PartCrafter / datasets /README.md
alexnasa's picture
Upload 85 files
bef5729 verified
# Dataset Preparation
We provide the data preprocessing pipeline for PartCrafter. By following the instructions, you can generate the training data from the raw GLB data. While we are considering releasing the preprocessed dataset, please note that it may take some time before it becomes available.
## Download Raw Data
Our final model uses a subset of [Objaverse](https://huggingface.co/datasets/allenai/objaverse) provided by [LGM](https://github.com/ashawkey/objaverse_filter) and [Amazon Berkeley Objects (ABO) Dataset](https://amazon-berkeley-objects.s3.amazonaws.com/index.html). Please download the raw GLB files according to their instructions. You can also use other source of data.
## Data Preprocess
We provide several scripts to preprocess the raw GLB files [here](./preprocess/). These scripts are minimal implementations and illustrate the whole preprocessing pipeline on a single 3D object.

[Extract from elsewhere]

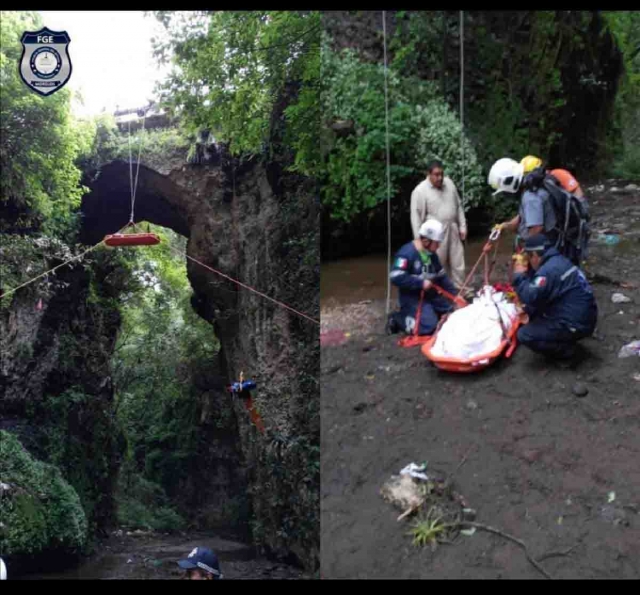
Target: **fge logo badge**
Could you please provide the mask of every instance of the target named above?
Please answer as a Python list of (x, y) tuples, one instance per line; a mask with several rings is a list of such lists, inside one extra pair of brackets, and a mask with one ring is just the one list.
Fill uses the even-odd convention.
[(40, 95), (51, 95), (71, 77), (69, 35), (66, 31), (25, 31), (22, 35), (20, 76), (27, 87)]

1. Sample points from mesh surface
```
python datasets/preprocess/mesh_to_point.py --input assets/objects/scissors.glb --output preprocessed_data
```
2. Render images
```
python datasets/preprocess/render.py --input assets/objects/scissors.glb --output preprocessed_data
```
3. Remove background for rendered images and resize to 90%
```
python datasets/preprocess/rmbg.py --input preprocessed_data/scissors/rendering.png --output preprocessed_data
```
4. (Optional) Calculate IoU
```
python datasets/preprocess/calculate_iou.py --input assets/objects/scissors.glb --output preprocessed_data
```
After preprocessing, you can generate a dataset configuration file according to the example configuration file with your own data path.
To preprocess a folder of meshes, run
```
python datasets/preprocess/preprocess.py --input assets/objects --output preprocessed_data
```
This will also generate a configuration file in `./preprocessed_data/object_part_configs.json`.
## Dataset Configuration
The training code requires specific format of dataset configuration. I provide an example configuration [here](example_configs.json). You can use it as a template to configure your own dataset. A minimal legal configuration file should be like:
```
[
{
"mesh_path": "/path/to/object.glb",
"surface_path": "/path/to/object.npy",
"image_path": "/path/to/object.png",
"num_parts": 4,
"iou_mean": 0.5,
"iou_max": 0.9,
"valid": true
},
{
...
},
...
]
```
Explaination:
- `mesh_path`: The path to the GLB file of the object.
- `surface_path`: The path to the npy file of the object surface points.
- `image_path`: The path to the rendered image of the object (after removing background).
- `num_parts`: The number of parts of the object.
- `iou_mean`: The mean IoU of the object parts.
- `iou_max`: The max IoU of the object parts.
- `valid`: Whether the object is valid. If set to false, the object will be filtered out during training.